Amazon is doing a really good job of turning hosting data sets into a big marketing win. A lot of sentiment gets repeated, like “What a friendly environment! They host those data sets for free!”. For the most part, I have to agree. Like so many other good ideas its one of those “Well duh” concepts, and it makes sense, not just for Amazon, but for every medium and large sized hosting company.
Why should I host large datasets?
Hosting large sets of data is not only an incentive for people to use your service, but there are economics at play. If more than a couple people use a dataset then you can save money by storing it internally. This is because moving data over the LAN is much much cheaper than the WAN. Storage is even cheaper than LAN traffic. After you add up LAN and Local Storage and compare that to the cost of moving data over the WAN, you save money.

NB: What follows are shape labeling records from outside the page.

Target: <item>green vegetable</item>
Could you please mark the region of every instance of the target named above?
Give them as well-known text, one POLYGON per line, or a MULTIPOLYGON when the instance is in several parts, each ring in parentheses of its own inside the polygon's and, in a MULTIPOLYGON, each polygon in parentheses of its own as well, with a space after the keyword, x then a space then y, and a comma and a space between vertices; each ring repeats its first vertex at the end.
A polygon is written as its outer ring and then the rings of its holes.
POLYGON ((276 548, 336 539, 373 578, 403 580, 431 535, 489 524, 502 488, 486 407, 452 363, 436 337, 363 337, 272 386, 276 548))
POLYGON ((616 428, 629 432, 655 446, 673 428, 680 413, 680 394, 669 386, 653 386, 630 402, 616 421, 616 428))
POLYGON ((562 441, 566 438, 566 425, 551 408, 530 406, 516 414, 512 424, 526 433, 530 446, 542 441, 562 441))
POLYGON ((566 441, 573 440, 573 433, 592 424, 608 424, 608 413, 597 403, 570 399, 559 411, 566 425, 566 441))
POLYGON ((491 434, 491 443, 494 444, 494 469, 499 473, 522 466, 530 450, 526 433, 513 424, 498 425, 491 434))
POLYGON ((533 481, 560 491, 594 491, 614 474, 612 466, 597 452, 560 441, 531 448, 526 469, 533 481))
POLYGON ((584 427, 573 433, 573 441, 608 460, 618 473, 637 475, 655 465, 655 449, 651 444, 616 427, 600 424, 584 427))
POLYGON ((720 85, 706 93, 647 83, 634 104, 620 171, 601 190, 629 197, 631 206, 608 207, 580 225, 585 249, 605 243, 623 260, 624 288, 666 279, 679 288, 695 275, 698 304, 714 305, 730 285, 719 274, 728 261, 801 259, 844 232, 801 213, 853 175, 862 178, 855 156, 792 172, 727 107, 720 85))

There are public repositories of data sets but they’re fragmented, not well documented, and are stored in many different locations. Bringing this all under one roof is a fantastic idea.

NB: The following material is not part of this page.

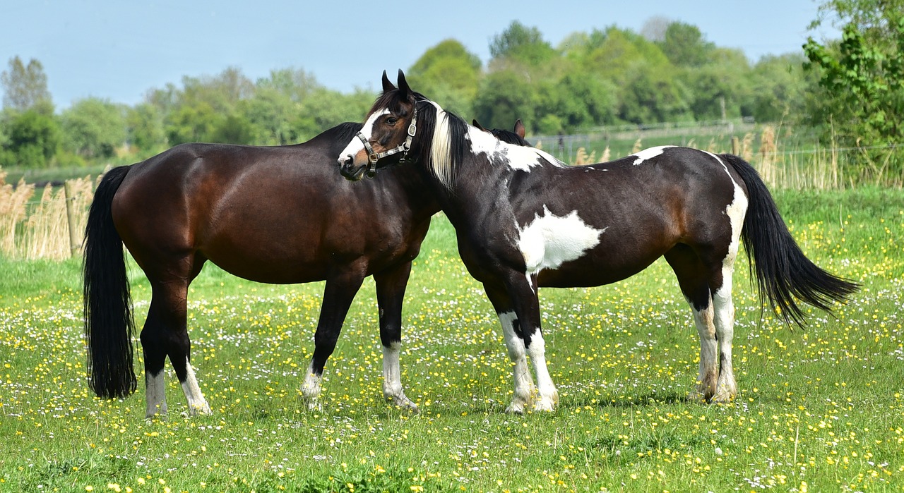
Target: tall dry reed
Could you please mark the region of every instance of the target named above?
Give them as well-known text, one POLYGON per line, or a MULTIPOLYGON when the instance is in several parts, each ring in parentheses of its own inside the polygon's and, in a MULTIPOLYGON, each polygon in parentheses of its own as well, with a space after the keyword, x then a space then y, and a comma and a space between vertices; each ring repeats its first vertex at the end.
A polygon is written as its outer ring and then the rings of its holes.
MULTIPOLYGON (((5 182, 0 170, 0 253, 15 259, 62 260, 73 255, 66 210, 66 192, 48 185, 37 200, 34 185, 20 181, 16 187, 5 182)), ((93 199, 89 177, 69 181, 69 200, 78 245, 84 237, 88 209, 93 199)))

Something I wish DataMob would do is accept, catalog, and store these large datasets so that other large hosting companies can mirror them. One issue here is that to crunch this huge amount of data you need ‘on-demand’ compute capacity because parsing, crunching and perhaps visualizing 10TB of data can take a few cycles. This is where Amazon really shines. There are also licensing issues at play, which is something I need to spend more time on. Why you’d want to ensure your dataset has to be privately hosted, but can be publicly, anonymously queryable is beyond me.